Global prevalence and distribution of genes and microorganisms involved in mercury methylation
Mercury (Hg) methylation produces the neurotoxic, highly bioaccumulative methylmercury (MeHg). The highly conserved nature of the recently identified Hg methylation genes hgcAB provides a foundation for broadly evaluating spatial and niche-specific patterns of microbial Hg methylation potential in nature. We queried hgcAB diversity and distribution in >3500 publicly available microbial metagenomes, encompassing a broad range of environments and generating a new global view of Hg methylation potential. The hgcAB genes were found in nearly all anaerobic (but not aerobic) environments, including oxygenated layers of the open ocean. Critically, hgcAB was effectively absent in ~1500 human and mammalian microbiomes, suggesting a low risk of endogenous MeHg production.
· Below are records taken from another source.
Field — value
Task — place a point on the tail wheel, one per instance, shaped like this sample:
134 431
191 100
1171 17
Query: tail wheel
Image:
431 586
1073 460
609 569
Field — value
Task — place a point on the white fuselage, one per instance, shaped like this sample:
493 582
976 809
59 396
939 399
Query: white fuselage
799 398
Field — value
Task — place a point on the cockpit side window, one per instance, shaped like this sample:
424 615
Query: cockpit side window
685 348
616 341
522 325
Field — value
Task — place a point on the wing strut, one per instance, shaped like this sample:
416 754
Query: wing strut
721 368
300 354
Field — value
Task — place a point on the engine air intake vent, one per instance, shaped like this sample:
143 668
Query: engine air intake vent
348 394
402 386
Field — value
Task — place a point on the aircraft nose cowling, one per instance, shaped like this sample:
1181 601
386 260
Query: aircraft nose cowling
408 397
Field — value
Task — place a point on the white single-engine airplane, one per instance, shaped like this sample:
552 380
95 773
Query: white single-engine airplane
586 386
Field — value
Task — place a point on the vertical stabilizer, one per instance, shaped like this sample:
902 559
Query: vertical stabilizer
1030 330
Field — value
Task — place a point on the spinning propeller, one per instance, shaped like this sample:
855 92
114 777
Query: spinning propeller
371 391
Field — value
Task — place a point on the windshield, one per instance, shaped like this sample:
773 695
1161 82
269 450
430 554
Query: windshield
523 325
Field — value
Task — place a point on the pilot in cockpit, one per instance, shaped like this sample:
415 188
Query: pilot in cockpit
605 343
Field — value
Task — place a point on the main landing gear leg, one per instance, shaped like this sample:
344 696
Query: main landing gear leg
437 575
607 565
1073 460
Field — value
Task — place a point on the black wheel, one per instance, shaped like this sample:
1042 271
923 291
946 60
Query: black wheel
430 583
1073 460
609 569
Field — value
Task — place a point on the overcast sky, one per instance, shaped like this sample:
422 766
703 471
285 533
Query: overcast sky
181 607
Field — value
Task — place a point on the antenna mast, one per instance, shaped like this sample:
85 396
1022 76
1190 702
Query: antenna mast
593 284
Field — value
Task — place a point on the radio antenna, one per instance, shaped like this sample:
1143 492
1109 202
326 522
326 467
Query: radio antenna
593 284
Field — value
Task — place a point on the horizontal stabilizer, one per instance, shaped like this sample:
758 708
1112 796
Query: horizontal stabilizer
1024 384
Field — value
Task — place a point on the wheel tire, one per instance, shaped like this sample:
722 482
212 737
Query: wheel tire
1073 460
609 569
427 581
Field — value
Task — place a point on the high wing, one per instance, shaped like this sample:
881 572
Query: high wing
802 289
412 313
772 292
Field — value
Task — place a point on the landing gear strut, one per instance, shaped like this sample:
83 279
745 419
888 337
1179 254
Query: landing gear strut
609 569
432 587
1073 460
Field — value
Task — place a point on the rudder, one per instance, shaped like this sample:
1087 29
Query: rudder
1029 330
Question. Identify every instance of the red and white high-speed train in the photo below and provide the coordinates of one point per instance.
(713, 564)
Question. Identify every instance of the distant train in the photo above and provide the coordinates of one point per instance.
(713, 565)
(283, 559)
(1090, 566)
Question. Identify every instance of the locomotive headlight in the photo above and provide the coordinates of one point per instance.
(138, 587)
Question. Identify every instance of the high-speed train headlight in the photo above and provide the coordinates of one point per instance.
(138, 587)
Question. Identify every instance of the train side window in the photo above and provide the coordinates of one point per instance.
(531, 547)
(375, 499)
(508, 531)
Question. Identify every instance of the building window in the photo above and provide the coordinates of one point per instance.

New potential methylation habitats were identified, including invertebrate digestive tracts, thawing permafrost soils, coastal "dead zones," soils, sediments, and extreme environments, suggesting multiple routes for MeHg entry into food webs. Several new taxonomic groups capable of methylating Hg emerged, including lineages having no cultured representatives. Phylogenetic analysis points to an evolutionary relationship between hgcA and genes encoding corrinoid iron-sulfur proteins functioning in the ancient Wood-Ljungdahl carbon fixation pathway, suggesting that methanogenic Archaea may have been the first to perform these biotransformations. A global metagenome assessment reveals a low risk of methylmercury production in humans and a high potential in Arctic permafrost. A global metagenome assessment reveals a low risk of methylmercury production in humans and a high potential in Arctic permafrost.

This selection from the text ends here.